Ayuso abandoned due to COVID-19 shortly afterwards, and it would be the last time he would race in the same team as Pogacar. In 2025, Ayuso was diverted towards the Giro d’Italia, and he lined up among the favourites after winning Tirreno-Adriatico.
He looked a possible winner after claiming stage victory at Tagliacozzo in the opening week, but he soon fell behind his younger teammate Isaac del Toro, while his own performances were hampered by a crash.
By the time Ayuso abandoned with an allergic reaction to a bee sting in the final week, he had fallen out of the race for pink and he had also fallen behind Del Toro in the internal hierarchy at UAE. Meanwhile, Almeida had been burnishing his own credentials by hoovering up stage race wins across the campaign.
Ayuso wanted out, and he hired Giovanni Lombardi as his agent to explore his options, with Movistar emerging as an initial suitor.

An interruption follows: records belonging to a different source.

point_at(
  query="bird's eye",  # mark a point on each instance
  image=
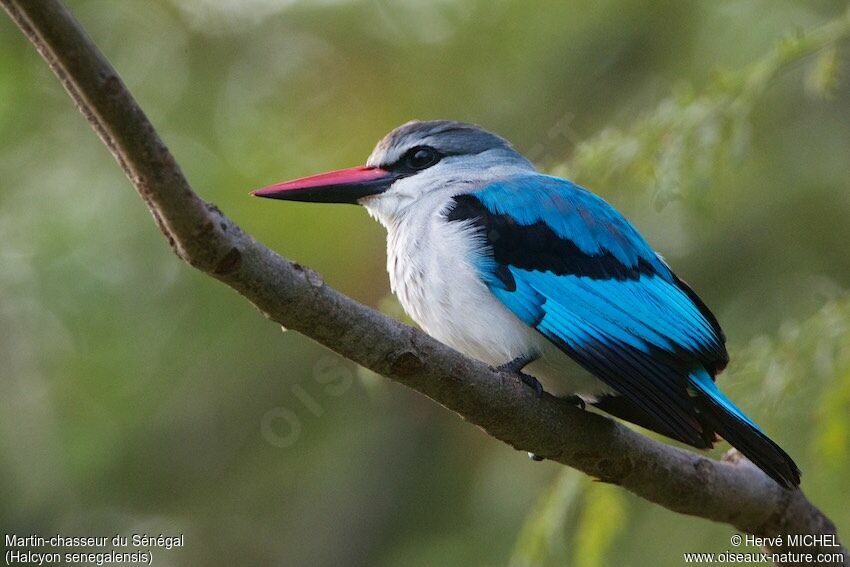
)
(421, 157)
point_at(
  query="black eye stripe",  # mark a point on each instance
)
(416, 159)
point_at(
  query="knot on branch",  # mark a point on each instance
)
(312, 276)
(229, 263)
(405, 363)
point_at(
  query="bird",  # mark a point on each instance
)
(536, 275)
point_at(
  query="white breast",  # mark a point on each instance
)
(432, 272)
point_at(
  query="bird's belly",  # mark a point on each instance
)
(454, 306)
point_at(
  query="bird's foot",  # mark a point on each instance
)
(515, 367)
(532, 382)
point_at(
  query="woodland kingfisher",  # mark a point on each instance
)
(535, 274)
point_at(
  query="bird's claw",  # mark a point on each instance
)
(515, 366)
(532, 382)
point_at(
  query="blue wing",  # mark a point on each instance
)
(569, 265)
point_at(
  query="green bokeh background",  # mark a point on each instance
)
(138, 396)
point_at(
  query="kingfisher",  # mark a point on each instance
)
(536, 275)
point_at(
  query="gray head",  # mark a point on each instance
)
(414, 158)
(446, 138)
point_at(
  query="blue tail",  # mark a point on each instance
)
(739, 430)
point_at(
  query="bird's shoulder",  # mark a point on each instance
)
(551, 224)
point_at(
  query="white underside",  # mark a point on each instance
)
(430, 264)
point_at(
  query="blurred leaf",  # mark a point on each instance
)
(691, 138)
(542, 540)
(602, 519)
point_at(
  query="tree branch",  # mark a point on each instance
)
(731, 491)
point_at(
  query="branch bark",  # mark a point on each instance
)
(732, 491)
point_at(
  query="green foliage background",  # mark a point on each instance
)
(141, 397)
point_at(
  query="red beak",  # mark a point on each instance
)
(342, 186)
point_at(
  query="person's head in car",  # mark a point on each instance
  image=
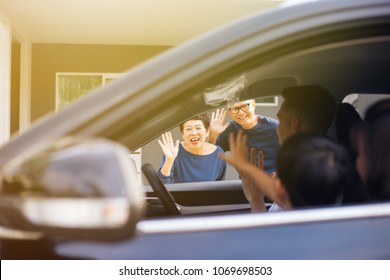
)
(373, 160)
(243, 113)
(305, 108)
(195, 131)
(312, 171)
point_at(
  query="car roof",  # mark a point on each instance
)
(342, 45)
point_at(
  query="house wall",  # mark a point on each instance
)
(47, 59)
(15, 87)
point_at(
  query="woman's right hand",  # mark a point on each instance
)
(169, 148)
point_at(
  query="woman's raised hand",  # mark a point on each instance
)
(169, 148)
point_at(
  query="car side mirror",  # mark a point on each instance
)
(77, 188)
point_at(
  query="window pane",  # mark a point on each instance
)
(71, 87)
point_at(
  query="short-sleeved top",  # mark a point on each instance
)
(263, 137)
(189, 167)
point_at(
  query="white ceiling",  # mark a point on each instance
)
(138, 22)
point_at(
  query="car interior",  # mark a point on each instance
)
(340, 67)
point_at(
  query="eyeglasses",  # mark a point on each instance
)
(244, 107)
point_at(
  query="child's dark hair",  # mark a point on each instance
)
(202, 117)
(314, 170)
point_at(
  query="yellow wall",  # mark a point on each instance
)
(47, 59)
(15, 87)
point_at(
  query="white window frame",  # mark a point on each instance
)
(136, 155)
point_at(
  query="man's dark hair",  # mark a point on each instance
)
(202, 117)
(314, 170)
(312, 104)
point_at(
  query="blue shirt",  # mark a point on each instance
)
(189, 167)
(263, 137)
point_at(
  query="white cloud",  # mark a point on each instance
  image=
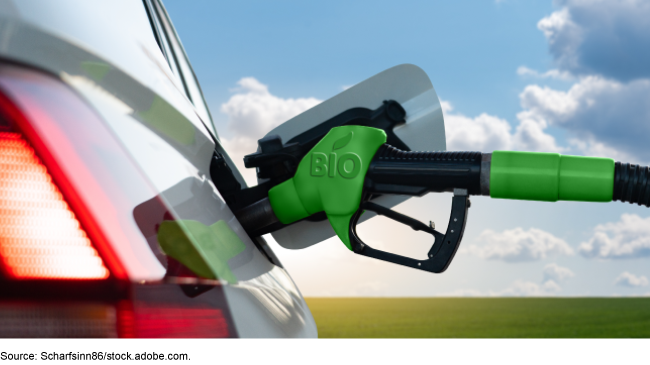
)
(522, 288)
(625, 239)
(252, 112)
(462, 293)
(518, 245)
(607, 117)
(556, 273)
(630, 280)
(550, 74)
(605, 37)
(487, 133)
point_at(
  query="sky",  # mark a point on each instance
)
(567, 76)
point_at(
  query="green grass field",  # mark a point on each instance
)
(481, 317)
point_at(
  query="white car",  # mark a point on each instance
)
(110, 223)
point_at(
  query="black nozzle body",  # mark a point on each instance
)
(393, 171)
(632, 183)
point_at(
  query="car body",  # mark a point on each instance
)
(104, 97)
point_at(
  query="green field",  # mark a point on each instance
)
(481, 317)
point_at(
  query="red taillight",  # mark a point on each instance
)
(67, 195)
(40, 237)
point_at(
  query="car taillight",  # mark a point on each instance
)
(40, 237)
(73, 263)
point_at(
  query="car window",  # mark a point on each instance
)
(177, 57)
(163, 43)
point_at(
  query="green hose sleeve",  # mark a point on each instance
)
(550, 177)
(329, 178)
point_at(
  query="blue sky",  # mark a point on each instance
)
(566, 76)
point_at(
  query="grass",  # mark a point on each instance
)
(481, 317)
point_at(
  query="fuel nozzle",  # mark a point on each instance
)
(352, 164)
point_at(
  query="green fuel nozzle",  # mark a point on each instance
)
(352, 164)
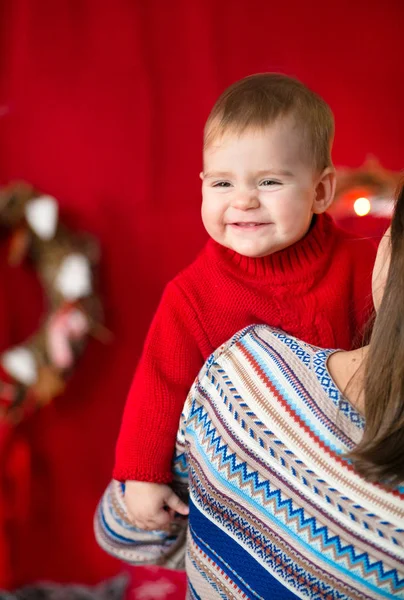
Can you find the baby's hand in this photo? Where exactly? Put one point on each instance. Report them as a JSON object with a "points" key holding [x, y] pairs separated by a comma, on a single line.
{"points": [[152, 505]]}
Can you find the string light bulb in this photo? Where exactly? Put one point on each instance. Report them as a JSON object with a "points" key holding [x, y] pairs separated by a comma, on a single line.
{"points": [[362, 206]]}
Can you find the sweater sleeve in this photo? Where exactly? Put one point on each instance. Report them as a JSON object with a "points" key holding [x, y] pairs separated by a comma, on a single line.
{"points": [[169, 364]]}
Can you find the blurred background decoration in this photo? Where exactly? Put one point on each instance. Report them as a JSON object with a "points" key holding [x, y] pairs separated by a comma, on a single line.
{"points": [[364, 198], [102, 104], [35, 371]]}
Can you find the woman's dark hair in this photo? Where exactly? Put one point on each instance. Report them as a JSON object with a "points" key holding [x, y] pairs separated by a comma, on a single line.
{"points": [[379, 457]]}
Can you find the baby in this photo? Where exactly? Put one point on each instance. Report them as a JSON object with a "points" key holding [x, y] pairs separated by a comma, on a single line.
{"points": [[274, 257]]}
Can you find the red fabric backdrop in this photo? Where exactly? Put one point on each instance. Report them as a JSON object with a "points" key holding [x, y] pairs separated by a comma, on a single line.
{"points": [[102, 104]]}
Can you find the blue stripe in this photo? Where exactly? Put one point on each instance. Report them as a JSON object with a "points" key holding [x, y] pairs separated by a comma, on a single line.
{"points": [[241, 567]]}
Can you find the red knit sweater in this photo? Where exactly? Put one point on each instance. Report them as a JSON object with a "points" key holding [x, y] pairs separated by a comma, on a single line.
{"points": [[318, 290]]}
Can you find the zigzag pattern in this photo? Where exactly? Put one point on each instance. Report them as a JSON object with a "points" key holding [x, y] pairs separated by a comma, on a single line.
{"points": [[283, 509]]}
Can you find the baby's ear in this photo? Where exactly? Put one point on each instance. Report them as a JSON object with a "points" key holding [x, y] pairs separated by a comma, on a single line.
{"points": [[325, 190]]}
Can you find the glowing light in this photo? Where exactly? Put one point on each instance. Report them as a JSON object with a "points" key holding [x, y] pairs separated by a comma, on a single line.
{"points": [[362, 206]]}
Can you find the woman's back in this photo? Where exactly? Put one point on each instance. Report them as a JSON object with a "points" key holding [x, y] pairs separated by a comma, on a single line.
{"points": [[276, 511]]}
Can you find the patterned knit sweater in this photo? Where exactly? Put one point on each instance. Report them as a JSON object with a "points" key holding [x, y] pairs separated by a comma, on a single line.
{"points": [[318, 290], [276, 511]]}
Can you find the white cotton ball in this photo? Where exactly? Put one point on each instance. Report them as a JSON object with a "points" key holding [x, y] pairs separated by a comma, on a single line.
{"points": [[20, 364], [42, 216], [74, 278]]}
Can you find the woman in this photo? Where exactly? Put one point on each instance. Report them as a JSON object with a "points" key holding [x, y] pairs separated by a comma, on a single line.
{"points": [[295, 458]]}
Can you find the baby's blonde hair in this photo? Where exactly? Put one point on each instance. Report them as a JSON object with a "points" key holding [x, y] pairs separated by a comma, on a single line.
{"points": [[259, 100]]}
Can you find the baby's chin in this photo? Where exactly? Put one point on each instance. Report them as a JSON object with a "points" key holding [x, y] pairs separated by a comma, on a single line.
{"points": [[251, 251]]}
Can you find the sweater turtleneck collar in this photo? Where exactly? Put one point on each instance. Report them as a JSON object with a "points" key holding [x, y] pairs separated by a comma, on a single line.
{"points": [[297, 263]]}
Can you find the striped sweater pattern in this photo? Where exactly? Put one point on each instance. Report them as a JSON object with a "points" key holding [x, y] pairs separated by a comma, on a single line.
{"points": [[276, 511]]}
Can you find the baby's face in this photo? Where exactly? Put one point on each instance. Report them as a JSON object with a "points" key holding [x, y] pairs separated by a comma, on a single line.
{"points": [[258, 189]]}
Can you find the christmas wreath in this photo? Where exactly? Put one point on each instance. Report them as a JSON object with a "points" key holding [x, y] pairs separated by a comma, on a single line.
{"points": [[36, 371]]}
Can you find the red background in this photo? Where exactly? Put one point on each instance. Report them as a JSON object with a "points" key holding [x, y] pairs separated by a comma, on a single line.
{"points": [[102, 104]]}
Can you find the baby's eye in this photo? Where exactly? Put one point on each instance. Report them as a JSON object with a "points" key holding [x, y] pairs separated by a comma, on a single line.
{"points": [[221, 184], [269, 182]]}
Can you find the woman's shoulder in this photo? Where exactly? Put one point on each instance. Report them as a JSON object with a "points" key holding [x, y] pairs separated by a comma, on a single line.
{"points": [[267, 340]]}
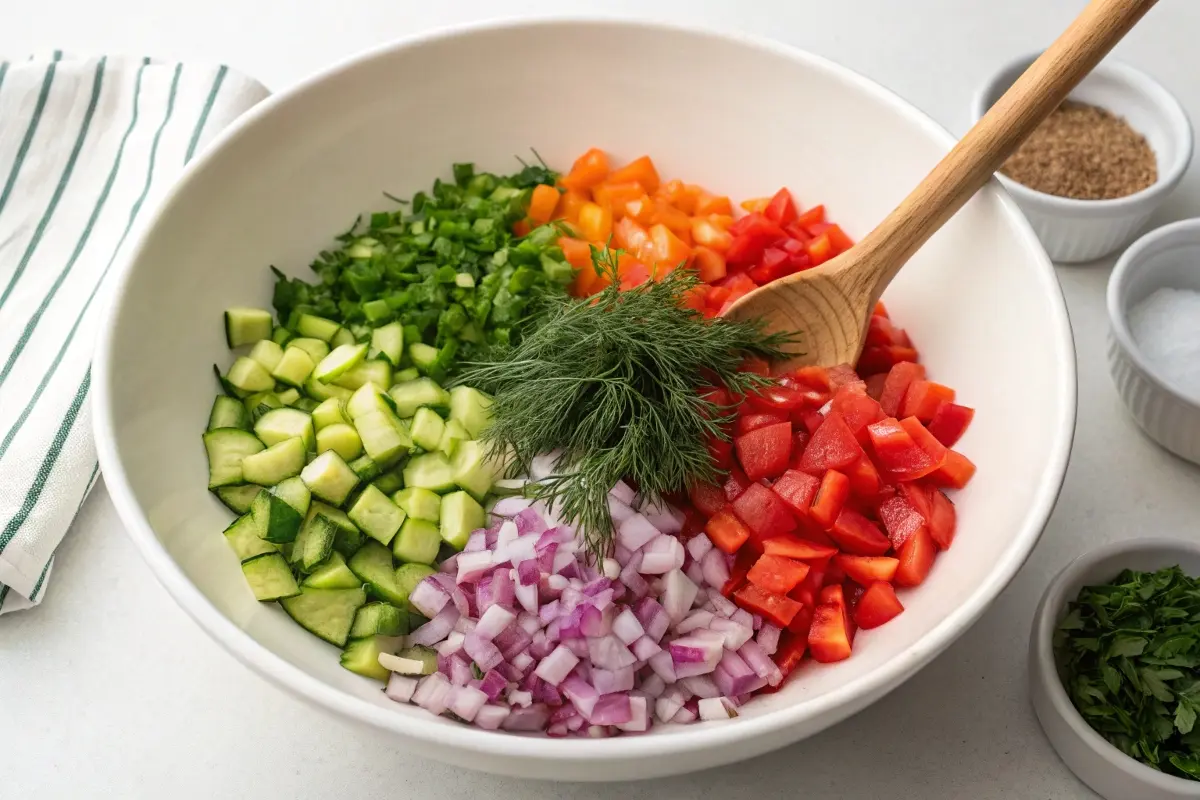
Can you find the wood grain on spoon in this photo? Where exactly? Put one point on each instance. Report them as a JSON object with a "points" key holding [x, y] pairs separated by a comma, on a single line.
{"points": [[831, 305]]}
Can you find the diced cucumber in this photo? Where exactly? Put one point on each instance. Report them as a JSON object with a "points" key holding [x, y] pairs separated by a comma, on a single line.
{"points": [[424, 356], [267, 353], [430, 471], [418, 541], [277, 462], [427, 428], [276, 521], [293, 492], [384, 437], [315, 348], [313, 543], [474, 469], [333, 573], [417, 394], [472, 408], [329, 477], [228, 413], [461, 515], [246, 325], [342, 439], [282, 423], [376, 516], [328, 413], [238, 498], [382, 619], [419, 504], [361, 656], [373, 565], [244, 539], [340, 361], [376, 371], [227, 450], [327, 613], [294, 367], [269, 577], [250, 376], [388, 342]]}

UAE’s management team of Mauro Gianetti and Matxin Joxean Fernandez played down the prospect of his departure, and there was talk of a prohibitive buy-out clause of €100 million, but the wheels continued to turn all summer.
Indeed, Ayuso was initially excluded from UAE’s Vuelta plans, which seemed to more or less confirm his imminent departure, but there was a hasty rethink when Pogacar decided against riding a second Grand Tour this summer.
Ayuso was added to the Vuelta roster alongside Almeida, but it was already clear that the centre couldn’t hold. On the eve of the race, Ciro Scognamiglio of La Gazzetta dello Sport reported that Ayuso was being courted by Lidl-Trek, and that rumour gained even more traction during the opening week of the Vuelta.
By the time UAE’s press release landed on Monday evening, it felt like something of an open secret. On Tuesday, Movistar manager Eusebio Unzué seemed to acknowledge as much, expressing his interest in signing Ayuso while conceding a deal had likely already been agreed elsewhere.
Ayuso still has everything to prove as a Grand Tour rider, but at Lidl-Trek, he will certainly have the leadership role he so desires. No matter how it plays out, it won’t be dull, on the bike or off it.